Williamsburg- James City County schools will remove a book from library shelves following a parent's complaint for the first time.

Parent Jill Pyles told the district in a formal complaint she was concerned about profanity in “Me and Earl and the Dying Girl,” a 2012 novel that was at Jamestown and Lafayette high schools. 

“I appealed to the school board for [the] profanity and pornography policies,” Pyles told the school board at its March meeting. 

“We look at the outside of the child's behavior, good grades, making a lot of money, college bound, but the inside of the child is important, they’re impressionable.” 

She said the book contained “f-bombs” and “phone sex” and asked the school board to clarify its “profanity and pornography policies.”

Pyles filed her initial complaint on Feb. 2 and a committee assembled to review the book in March. A majority voted to keep it on the shelves.

Pyles appealed the school committee’s decision, leading Assistant Superintendent Catherine Worley to form a second committee at the district level, which overturned the ruling of the first committee and meant the book would be removed from the two high schools.

While the district informed school librarians at the impacted schools, no official announcement was made to the schools, parents or students that the book was being removed.

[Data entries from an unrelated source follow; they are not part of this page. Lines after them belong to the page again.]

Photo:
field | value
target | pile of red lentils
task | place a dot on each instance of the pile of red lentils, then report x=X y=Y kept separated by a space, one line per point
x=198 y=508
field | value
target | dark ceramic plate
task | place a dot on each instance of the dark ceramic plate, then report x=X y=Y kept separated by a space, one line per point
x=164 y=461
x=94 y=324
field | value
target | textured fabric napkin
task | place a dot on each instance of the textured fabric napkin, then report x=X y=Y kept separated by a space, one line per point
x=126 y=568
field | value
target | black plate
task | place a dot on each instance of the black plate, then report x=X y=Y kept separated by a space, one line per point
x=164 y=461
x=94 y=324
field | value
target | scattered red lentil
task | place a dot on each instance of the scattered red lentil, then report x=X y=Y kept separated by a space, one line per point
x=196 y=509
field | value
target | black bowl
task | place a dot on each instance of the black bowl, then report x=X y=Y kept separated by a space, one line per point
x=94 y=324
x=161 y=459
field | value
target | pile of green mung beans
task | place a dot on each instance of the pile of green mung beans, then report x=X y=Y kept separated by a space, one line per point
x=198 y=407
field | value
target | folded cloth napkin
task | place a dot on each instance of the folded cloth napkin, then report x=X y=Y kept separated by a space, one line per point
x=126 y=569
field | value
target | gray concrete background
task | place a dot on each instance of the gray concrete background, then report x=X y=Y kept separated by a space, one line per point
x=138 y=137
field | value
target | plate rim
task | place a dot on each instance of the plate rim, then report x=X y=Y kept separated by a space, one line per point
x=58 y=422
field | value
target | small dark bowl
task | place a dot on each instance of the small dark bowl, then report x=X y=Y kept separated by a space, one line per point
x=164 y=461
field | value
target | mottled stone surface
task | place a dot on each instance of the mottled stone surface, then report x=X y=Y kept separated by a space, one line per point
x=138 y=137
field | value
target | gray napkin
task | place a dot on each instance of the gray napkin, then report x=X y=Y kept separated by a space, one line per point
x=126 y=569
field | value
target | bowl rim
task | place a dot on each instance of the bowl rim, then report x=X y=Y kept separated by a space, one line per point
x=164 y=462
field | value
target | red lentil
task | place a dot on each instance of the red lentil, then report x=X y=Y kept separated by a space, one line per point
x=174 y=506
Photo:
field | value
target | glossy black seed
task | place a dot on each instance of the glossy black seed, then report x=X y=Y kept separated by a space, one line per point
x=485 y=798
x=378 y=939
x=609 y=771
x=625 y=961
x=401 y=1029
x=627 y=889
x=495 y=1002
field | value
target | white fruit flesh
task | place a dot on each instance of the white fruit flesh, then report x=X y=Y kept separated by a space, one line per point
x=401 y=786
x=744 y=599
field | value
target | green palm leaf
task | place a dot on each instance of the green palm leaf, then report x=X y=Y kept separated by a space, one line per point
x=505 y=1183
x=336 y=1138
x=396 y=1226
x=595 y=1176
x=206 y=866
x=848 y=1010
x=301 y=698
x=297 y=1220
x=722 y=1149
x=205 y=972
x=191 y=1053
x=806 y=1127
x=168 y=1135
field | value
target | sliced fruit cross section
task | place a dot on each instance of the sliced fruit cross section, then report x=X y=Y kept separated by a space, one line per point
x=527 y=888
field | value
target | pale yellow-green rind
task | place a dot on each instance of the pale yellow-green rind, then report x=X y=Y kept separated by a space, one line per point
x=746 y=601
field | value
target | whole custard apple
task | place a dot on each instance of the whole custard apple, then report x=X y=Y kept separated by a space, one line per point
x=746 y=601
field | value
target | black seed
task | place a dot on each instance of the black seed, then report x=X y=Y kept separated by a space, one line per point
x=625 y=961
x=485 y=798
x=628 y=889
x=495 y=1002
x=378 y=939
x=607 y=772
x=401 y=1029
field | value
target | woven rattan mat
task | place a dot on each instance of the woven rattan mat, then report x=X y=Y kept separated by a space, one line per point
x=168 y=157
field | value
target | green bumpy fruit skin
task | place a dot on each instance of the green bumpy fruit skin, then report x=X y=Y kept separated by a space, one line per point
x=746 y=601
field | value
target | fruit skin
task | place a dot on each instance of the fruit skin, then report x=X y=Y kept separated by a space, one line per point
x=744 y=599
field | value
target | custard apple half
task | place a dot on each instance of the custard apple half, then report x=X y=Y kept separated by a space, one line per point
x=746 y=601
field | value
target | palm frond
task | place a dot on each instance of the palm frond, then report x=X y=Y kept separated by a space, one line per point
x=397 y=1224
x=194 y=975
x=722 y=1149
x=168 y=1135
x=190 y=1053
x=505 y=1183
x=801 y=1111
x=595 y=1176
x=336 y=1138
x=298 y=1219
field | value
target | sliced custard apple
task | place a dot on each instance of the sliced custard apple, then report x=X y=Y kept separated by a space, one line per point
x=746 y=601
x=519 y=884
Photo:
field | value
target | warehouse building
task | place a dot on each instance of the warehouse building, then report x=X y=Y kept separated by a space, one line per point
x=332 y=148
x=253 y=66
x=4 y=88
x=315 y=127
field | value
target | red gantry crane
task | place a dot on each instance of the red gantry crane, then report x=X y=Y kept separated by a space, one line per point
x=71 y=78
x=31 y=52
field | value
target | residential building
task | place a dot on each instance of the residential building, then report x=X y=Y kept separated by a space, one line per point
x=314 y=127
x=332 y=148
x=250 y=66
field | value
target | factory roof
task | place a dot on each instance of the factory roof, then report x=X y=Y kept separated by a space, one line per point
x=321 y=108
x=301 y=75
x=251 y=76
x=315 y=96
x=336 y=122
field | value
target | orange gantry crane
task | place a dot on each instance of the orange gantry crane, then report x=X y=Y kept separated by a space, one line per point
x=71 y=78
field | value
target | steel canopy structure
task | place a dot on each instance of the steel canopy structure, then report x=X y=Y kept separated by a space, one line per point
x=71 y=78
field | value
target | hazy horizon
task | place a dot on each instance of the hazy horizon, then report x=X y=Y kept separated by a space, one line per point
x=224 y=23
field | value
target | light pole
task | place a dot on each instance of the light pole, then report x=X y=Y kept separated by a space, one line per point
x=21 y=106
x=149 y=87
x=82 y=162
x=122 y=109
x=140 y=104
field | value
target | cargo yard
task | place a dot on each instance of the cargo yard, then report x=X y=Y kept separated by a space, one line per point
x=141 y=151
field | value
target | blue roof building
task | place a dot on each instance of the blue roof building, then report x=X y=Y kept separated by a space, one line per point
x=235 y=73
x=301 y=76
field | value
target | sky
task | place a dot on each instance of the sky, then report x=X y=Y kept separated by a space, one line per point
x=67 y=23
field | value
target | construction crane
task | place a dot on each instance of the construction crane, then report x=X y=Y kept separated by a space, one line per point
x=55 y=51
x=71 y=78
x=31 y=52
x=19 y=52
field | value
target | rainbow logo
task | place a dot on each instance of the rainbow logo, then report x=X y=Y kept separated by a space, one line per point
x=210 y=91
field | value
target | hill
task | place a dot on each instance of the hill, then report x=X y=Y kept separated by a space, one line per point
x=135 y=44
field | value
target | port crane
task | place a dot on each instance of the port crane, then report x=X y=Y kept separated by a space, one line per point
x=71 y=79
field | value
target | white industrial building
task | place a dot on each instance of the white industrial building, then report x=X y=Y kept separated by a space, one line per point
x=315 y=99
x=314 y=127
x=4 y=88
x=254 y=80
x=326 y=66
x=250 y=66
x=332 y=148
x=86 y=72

Chief Operating Officer Daniel Keever, who served on Worley’s committee, said removing the book wasn’t a ban.

“We haven’t banned anything. What we’ve said is this book is no longer going to be on our shelves,” Keever said. 

“Students who may be interested in this book still have the option through the local library to access that book electronically through the relationship our school division has with the local public library.”

Adeleine Mcknight, a sophomore at Jamestown High, said limiting access to books hurts students. 

“If the majority of us aren’t talking about it and telling [the school board] that we don’t agree with this and that this is hurting us, then they’re going to continue listening to the parents who are saying things because the parents are being louder than us,” McKnight said. 

Williamsburg-James City County’s complaint is the latest in continuing challenges to book access in schools across the country for a range of complaints, from profanity to what some parents consider inappropriate discussions of sexual and gender identity. 

In Virginia Beach, the school board is considering a district-wide policy to define what is considered sexually explicit and how school libraries should handle it. 

It follows a few years of individual books being considered for removal by the city’s school board.

Williamsburg-James City County Public Schools and Virginia Beach Public Schools are members of the Hampton Roads Educational Telecommunications Association, which holds WHRO's license.